Chambre des Métiers et de l’Artisanat : la CMA Mayotte contrainte de solutionner le défaut de garantie décennale

La Chambre des Métiers et de l’Artisanat de Mayotte est déterminée à œuvrer en faveur d’une solution rapide au problème des assurances de garantie décennale, qui font défaut à ses adhérents et les empêchent, pour le moment, d’accéder à la commande publique. Une urgence qui s’impose à l’approche du démarrage de la refondation de Mayotte post-Chido, dans le cadre de laquelle la loi de juillet 2025 a réservé 30 % des marchés aux TPE et aux entreprises artisanales de l’île.

La CMA, qui bénéficie d’une mission d’appui et d’accompagnement de son équivalente réunionnaise, accueille depuis quatre jours un technicien spécialisé dans la commande publique afin d’épauler ses équipes dans la recherche d’une solution au problème de l’assurance de garantie décennale.

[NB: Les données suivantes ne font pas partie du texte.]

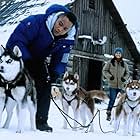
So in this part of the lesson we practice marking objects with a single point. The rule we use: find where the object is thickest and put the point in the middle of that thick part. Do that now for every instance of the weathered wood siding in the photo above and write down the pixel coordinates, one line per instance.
(97, 22)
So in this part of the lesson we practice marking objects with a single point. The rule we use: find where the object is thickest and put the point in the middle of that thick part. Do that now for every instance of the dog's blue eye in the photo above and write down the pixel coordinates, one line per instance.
(72, 83)
(9, 61)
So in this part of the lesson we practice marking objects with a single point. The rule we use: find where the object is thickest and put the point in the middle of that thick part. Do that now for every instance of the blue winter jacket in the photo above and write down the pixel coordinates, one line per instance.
(35, 40)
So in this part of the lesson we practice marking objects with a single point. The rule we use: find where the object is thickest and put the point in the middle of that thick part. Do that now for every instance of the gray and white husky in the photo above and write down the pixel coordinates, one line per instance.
(16, 88)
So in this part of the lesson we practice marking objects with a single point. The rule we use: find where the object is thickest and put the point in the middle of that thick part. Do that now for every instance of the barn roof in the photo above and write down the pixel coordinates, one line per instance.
(122, 28)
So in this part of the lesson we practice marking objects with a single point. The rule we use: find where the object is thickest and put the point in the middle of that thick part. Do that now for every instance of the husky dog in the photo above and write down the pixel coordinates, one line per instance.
(79, 99)
(87, 105)
(70, 84)
(16, 88)
(129, 107)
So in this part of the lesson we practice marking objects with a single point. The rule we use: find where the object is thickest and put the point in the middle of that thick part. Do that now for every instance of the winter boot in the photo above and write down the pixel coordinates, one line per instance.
(43, 126)
(108, 115)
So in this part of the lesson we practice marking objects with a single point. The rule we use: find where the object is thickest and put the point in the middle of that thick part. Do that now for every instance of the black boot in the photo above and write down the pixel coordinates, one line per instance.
(43, 126)
(108, 115)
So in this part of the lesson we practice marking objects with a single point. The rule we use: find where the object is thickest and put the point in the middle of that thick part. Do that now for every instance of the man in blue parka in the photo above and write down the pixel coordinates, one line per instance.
(40, 36)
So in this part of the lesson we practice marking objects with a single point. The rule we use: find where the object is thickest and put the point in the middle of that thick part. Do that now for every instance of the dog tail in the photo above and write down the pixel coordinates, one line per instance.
(98, 94)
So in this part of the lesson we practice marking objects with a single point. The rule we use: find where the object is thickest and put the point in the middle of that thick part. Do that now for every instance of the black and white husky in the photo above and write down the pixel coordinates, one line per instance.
(16, 88)
(81, 101)
(69, 98)
(128, 107)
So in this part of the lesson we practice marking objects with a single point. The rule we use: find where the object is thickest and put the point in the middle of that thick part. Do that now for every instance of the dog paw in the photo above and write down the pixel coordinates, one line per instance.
(74, 129)
(19, 131)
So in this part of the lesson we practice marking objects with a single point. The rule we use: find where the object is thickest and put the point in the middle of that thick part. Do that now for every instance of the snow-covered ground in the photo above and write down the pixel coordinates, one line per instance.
(56, 121)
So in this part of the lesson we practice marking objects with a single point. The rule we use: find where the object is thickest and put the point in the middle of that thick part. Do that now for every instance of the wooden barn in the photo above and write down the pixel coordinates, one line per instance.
(101, 29)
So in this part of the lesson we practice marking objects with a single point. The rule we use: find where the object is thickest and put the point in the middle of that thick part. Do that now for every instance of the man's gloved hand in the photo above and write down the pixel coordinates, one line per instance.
(55, 91)
(122, 79)
(112, 78)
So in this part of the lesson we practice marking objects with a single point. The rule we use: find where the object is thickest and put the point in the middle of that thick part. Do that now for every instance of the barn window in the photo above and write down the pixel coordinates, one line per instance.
(92, 4)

L’épineuse question de la garantie décennale pour les artisans et les très petites entreprises mahoraises revient sur le devant de la scène. Dans la perspective de la refondation de Mayotte post-Chido, elle occupe une place centrale, car elle conditionne l’accès de ces acteurs économiques locaux aux marchés de la reconstruction. Le secteur artisanal, qui compte sur cette opportunité pour se redresser économiquement et contribuer, à son niveau, à la relance du territoire, se heurte encore au refus des assureurs d’intervenir sur l’île pour garantir l’activité des entreprises. Or, ce sésame constitue pour celles-ci l’un des préalables majeurs pour pouvoir prétendre à la commande publique.

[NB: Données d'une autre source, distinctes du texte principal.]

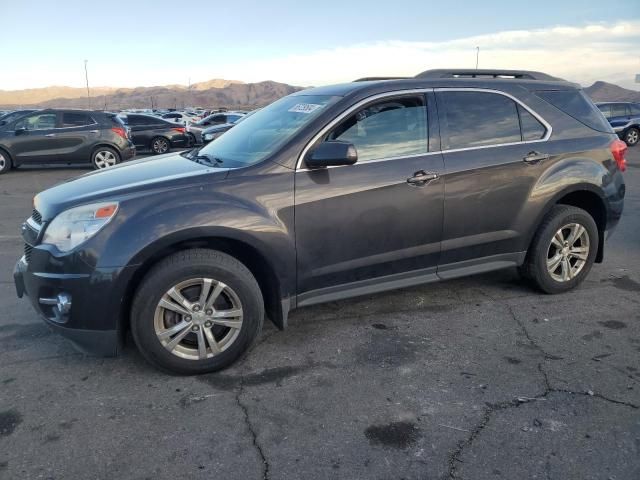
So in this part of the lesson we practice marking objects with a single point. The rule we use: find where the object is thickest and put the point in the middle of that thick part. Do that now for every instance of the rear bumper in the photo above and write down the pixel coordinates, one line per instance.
(91, 317)
(128, 152)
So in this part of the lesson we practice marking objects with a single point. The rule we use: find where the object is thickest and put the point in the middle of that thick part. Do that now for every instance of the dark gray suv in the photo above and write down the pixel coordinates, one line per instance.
(63, 137)
(326, 194)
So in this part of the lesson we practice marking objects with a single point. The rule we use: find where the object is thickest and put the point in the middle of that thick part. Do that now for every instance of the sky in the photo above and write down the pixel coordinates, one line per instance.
(145, 43)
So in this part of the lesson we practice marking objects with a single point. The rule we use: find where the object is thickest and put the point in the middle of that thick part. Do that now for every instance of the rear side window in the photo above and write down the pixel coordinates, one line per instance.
(619, 110)
(75, 119)
(531, 127)
(476, 119)
(387, 129)
(577, 105)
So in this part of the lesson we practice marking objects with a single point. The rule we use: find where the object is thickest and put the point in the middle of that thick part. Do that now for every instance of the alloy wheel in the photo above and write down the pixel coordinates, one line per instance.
(568, 252)
(198, 318)
(105, 159)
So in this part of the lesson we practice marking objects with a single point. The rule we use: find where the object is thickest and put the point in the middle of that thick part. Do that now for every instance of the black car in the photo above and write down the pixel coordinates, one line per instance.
(64, 137)
(327, 194)
(154, 133)
(624, 117)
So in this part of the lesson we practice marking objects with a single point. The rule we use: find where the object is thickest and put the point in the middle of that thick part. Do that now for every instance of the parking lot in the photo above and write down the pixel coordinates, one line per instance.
(478, 378)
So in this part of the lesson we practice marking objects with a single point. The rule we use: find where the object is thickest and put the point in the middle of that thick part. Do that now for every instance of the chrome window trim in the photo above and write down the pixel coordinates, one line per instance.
(324, 130)
(349, 111)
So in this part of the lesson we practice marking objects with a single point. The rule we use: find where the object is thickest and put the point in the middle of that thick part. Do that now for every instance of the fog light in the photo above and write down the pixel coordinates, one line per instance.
(62, 302)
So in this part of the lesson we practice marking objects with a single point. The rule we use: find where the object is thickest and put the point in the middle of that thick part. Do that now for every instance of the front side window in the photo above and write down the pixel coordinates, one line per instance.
(387, 129)
(619, 110)
(73, 119)
(477, 119)
(38, 121)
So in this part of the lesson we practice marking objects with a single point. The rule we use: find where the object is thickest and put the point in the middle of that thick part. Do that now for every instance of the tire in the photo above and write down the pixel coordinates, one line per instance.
(544, 248)
(160, 145)
(632, 136)
(185, 272)
(104, 157)
(5, 162)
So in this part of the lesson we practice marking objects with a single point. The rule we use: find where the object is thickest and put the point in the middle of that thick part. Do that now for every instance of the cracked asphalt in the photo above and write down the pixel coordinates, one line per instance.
(477, 378)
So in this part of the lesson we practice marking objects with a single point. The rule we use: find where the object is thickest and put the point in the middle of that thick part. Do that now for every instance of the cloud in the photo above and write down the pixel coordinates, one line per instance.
(581, 54)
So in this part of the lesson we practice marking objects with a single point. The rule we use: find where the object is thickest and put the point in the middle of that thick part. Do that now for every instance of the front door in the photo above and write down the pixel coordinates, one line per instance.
(378, 221)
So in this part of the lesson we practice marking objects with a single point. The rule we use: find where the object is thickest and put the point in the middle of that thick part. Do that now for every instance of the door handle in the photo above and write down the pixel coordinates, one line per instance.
(421, 178)
(535, 157)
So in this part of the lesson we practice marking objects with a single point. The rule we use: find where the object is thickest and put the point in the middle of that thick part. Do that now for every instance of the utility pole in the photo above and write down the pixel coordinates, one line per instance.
(86, 77)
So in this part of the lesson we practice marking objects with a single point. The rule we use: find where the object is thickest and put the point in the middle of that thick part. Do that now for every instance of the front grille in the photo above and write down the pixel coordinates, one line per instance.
(27, 252)
(36, 216)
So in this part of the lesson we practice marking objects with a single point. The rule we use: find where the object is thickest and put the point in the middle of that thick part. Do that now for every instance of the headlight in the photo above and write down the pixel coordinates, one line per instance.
(77, 225)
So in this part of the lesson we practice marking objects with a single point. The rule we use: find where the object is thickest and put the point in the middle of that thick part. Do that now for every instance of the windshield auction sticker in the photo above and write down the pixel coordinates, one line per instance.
(305, 107)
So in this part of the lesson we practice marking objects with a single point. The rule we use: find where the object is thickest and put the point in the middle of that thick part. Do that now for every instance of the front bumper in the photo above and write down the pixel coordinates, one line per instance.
(91, 319)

« Si je comprends bien ce que j’entends exprimer ici depuis mon arrivée à Mayotte, je peux considérer que c’est le serpent qui se mord la queue dans cette affaire », relève Stéphane Celeschi, attaché technique spécialisé dans les marchés publics à la CMA de La Réunion.

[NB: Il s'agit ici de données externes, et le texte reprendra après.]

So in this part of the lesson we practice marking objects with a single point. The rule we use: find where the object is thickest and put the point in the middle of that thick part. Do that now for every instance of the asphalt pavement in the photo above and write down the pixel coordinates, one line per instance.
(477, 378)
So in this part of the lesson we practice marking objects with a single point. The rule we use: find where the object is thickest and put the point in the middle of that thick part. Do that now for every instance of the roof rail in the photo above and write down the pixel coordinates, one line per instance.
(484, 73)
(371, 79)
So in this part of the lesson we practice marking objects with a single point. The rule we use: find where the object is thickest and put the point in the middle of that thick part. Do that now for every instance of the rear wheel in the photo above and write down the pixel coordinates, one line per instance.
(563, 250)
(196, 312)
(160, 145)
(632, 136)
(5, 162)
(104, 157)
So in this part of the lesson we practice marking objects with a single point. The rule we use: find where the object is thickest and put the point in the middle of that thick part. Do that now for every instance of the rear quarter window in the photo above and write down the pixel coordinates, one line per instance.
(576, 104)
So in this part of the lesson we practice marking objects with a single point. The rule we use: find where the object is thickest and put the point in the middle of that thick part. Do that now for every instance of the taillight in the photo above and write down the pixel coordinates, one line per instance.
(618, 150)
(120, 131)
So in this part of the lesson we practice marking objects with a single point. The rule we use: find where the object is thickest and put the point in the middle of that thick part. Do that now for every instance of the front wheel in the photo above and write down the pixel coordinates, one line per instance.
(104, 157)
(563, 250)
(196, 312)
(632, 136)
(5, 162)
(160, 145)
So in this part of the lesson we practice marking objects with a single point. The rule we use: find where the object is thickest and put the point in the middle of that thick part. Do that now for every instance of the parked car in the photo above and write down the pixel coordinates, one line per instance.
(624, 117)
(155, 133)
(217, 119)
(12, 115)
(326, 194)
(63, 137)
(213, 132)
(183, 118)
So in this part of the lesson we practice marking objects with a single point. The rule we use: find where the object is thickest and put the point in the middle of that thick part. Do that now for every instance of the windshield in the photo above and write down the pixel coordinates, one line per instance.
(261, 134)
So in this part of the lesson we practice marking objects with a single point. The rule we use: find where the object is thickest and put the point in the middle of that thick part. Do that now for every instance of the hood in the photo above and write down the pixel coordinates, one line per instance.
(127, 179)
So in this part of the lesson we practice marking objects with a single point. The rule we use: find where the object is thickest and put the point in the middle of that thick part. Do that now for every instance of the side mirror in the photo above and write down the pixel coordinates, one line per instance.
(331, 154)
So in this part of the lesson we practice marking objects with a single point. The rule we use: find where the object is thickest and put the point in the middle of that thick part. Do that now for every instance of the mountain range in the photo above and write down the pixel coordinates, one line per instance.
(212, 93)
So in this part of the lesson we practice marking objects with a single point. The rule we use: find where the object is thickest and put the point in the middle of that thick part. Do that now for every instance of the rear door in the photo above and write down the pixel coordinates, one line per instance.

Fin de la période du Ramadan oblige, Madi Fahar, président de la CMA Mayotte, a repris son bâton de pèlerin et enchaîne les séances de travail avec ses services afin de trouver d’éventuelles solutions permettant de satisfaire les attentes de ses adhérents. Ces derniers sont en effet très inquiets quant à leur capacité, en l’état actuel des choses, à être au rendez-vous des 30 % des marchés publics de la refondation de Mayotte qui leur sont officiellement réservés par la loi de juillet 2025.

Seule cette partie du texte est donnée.